Habits of Amazing People: Ask Directly For Feedback
“If you think you don’t need to hear constructive criticism, you’re the person who needs it the most.”
Feedback, both good and bad, can and should be used to improve your processes or yourself. We trigger feedback queues around us all the time, but most of us are not aware we are doing it. A frown when a person is not happy or a smile when they are shows us how people are feeling, and we typically adjust how we are speaking to them based on that visual feedback. These visual cues are a type of feedback we use in our daily lives to improve ourselves and our environment. If you look at business feedback in this same way, you can take significant steps to improve your professional self and your business.
Applying What We Learn
While this book is about creating amazing customer service experiences, I find myself applying these to my personal growth, too.
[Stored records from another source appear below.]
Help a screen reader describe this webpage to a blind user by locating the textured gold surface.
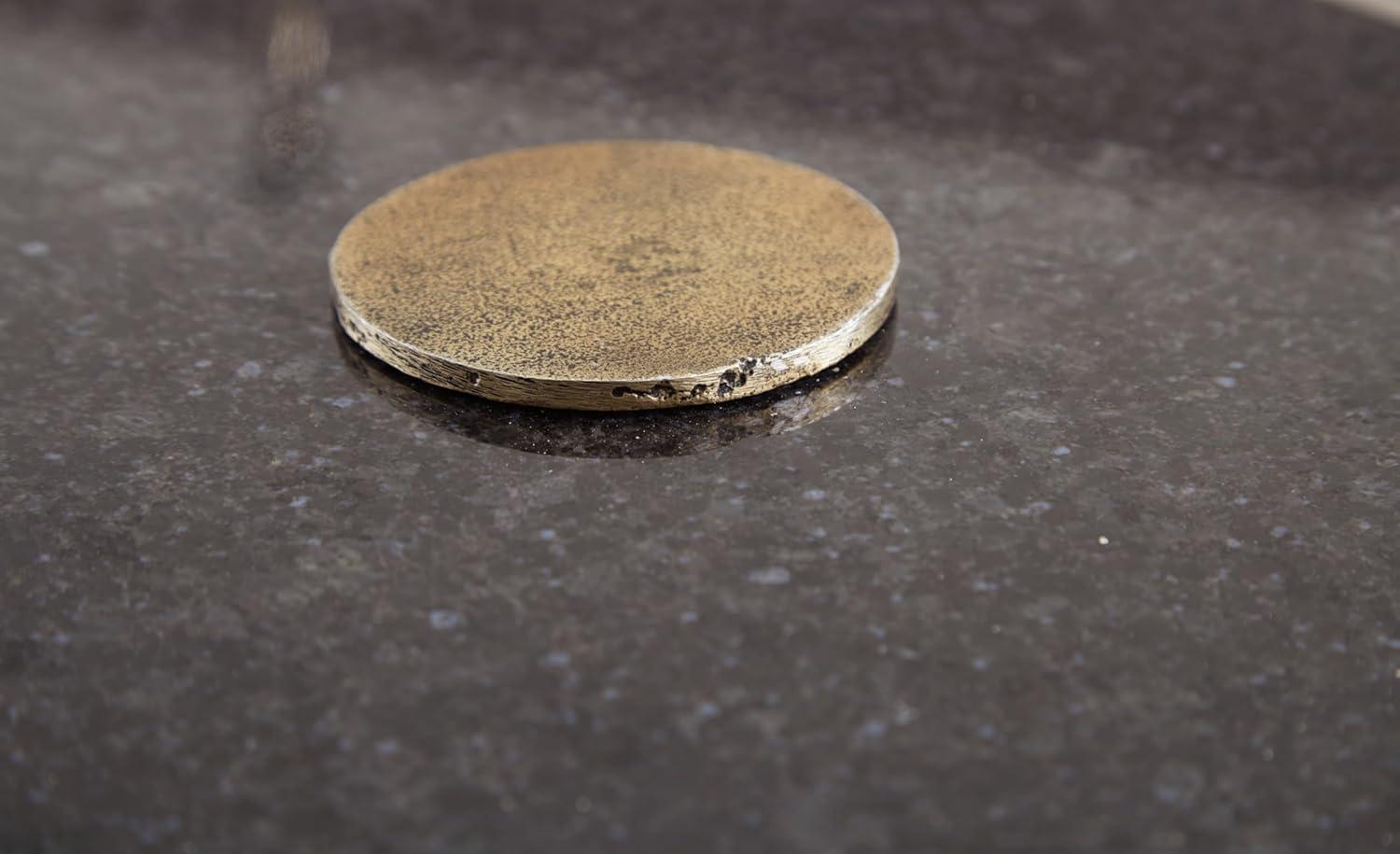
[330,142,899,409]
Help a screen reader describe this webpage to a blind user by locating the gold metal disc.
[330,142,899,409]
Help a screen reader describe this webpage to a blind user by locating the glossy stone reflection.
[336,315,896,458]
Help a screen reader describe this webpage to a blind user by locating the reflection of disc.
[336,311,895,458]
[330,142,899,409]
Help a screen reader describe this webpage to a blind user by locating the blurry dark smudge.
[332,315,896,458]
[254,0,330,189]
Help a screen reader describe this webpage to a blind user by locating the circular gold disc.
[330,142,899,409]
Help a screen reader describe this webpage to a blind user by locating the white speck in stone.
[374,738,399,756]
[1021,501,1055,517]
[428,609,462,632]
[749,567,792,585]
[857,721,889,739]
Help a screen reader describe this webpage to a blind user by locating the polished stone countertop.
[0,0,1400,854]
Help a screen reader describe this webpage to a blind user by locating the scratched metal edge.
[335,277,895,412]
[327,140,901,412]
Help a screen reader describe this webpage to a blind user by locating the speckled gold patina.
[330,142,899,409]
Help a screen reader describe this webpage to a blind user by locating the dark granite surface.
[0,0,1400,854]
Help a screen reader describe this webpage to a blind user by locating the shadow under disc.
[332,314,896,459]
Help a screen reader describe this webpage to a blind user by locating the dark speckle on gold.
[330,142,899,409]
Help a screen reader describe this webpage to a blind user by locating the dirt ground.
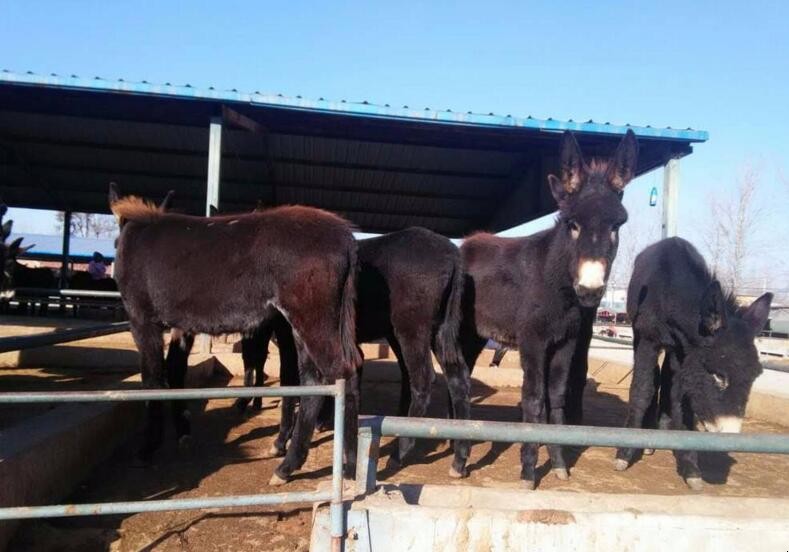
[9,361,789,551]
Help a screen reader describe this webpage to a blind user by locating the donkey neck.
[542,224,573,287]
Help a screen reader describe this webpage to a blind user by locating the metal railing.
[12,287,121,299]
[0,379,345,550]
[356,416,789,494]
[0,322,129,353]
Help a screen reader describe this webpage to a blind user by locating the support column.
[205,117,222,217]
[60,211,71,289]
[197,116,222,354]
[662,159,679,238]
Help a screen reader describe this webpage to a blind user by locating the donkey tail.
[340,237,362,378]
[436,259,465,364]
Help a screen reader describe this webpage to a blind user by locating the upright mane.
[110,196,164,220]
[587,157,609,175]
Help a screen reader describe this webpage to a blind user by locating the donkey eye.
[712,374,729,391]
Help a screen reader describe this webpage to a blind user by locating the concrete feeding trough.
[310,485,789,552]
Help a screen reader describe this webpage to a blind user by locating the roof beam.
[222,105,268,134]
[0,163,497,204]
[3,134,509,180]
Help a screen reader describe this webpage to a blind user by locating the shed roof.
[0,71,707,237]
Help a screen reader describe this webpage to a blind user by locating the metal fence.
[0,380,345,550]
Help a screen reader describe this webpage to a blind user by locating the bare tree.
[702,163,765,293]
[55,212,118,238]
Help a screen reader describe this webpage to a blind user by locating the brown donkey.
[109,185,361,483]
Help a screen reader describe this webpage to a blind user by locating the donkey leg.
[520,338,547,489]
[565,307,596,425]
[387,335,411,416]
[235,322,273,412]
[269,348,322,485]
[547,339,576,480]
[663,352,704,491]
[389,330,436,466]
[166,329,194,447]
[614,331,660,471]
[450,324,488,419]
[266,326,300,457]
[131,321,166,462]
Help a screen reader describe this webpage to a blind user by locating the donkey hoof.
[268,472,288,487]
[178,435,194,452]
[685,477,704,491]
[614,458,630,471]
[263,445,285,459]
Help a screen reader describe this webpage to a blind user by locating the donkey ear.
[605,129,638,192]
[699,280,726,335]
[551,130,586,194]
[159,190,175,213]
[0,220,14,241]
[742,293,773,334]
[108,182,121,207]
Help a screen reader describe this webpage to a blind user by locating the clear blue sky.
[0,0,789,280]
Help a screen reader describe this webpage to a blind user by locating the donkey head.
[680,280,773,433]
[548,130,638,307]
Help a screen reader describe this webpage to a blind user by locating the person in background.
[88,251,107,280]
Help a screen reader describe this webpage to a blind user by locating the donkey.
[109,185,361,482]
[196,224,470,478]
[0,203,25,291]
[460,130,638,489]
[614,238,773,490]
[0,204,37,291]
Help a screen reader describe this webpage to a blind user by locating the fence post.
[329,379,345,552]
[356,425,381,495]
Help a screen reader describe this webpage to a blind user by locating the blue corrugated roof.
[0,70,709,142]
[7,233,115,260]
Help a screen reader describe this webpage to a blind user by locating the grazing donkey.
[225,228,470,477]
[614,238,772,490]
[110,185,361,483]
[461,130,638,488]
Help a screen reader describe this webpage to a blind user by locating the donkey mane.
[110,196,164,220]
[586,157,610,174]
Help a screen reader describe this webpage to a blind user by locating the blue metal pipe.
[0,491,332,520]
[359,416,789,454]
[0,386,342,404]
[329,379,345,551]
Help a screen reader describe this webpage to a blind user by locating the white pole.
[662,159,679,238]
[205,117,222,216]
[198,117,222,354]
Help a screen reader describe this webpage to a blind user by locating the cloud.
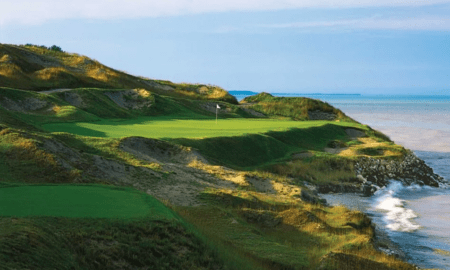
[261,17,450,31]
[0,0,450,25]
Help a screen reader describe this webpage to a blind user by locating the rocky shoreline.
[316,151,444,196]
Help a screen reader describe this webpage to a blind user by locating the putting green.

Asking for and receiving constructive feedback is one of the best ways I know to grow and improve. I try to look at all input from the lens of how I can grow from it. While none of us like to hear negative feedback, this is the feedback we most need to hear and understand. I have tried to take any negative feedback in my life and career and turn it into a “how can I fix it?” scenario.
Feedback is essential to growth. How are you going to know how you are doing if you don’t ask? Asking for feedback can put you in a very vulnerable position, but you need to ask if you genuinely want to know how you’re doing. How many times have you finished a client call and thought, “That was the worst call ever,” only to have the customer tell you they thought it was very productive? Or even worse, the opposite, where the client did not feel you accomplished anything. Take this opportunity to ask for feedback on why they thought your call was a failure or a success.
Be sure to listen to the feedback with an open mind and without any pre-conceived ideas about why the responses are good or bad. It can be a very humbling experience and emotionally painful, but remember, if you ask for it, be prepared for what you will hear and be sure to truly listen. We are human, so some of this soul searching can only happen after dealing with any good or bad feelings associated with the feedback. If you need to step away, do so before you make a rash change or pat yourself on the back. I try to listen to what the person is saying and not respond right away, letting them know I want to take some time to digest their feedback. If I know it is something I do not want to hear, I also know it is something I should listen to even more. The key is to find a way to make improvements based on what you hear.
Make It Count
Now, let’s get real for a minute. I cannot listen with a smile on my face and a thank you if the feedback is hurtful or negative. I am also not going to say that when told I am doing a great job that I do not smile and think, I am fantastic. It’s hard to hear someone tell say you are doing a lousy job or that you are unorganized or the company has weak documentation or whatever. It feels good when you get feedback on something you do well. The key is to remember it is not meant to hurt you or help boost your ego, but to help you grow.
Feedback is the key to personal and organizational growth. Remember that it is acceptable to ask for feedback; you just need to prepare yourself for the good and the bad. Keep an open mind, and you can use any feedback you receive to help improve your performance and relationships professionally and personally.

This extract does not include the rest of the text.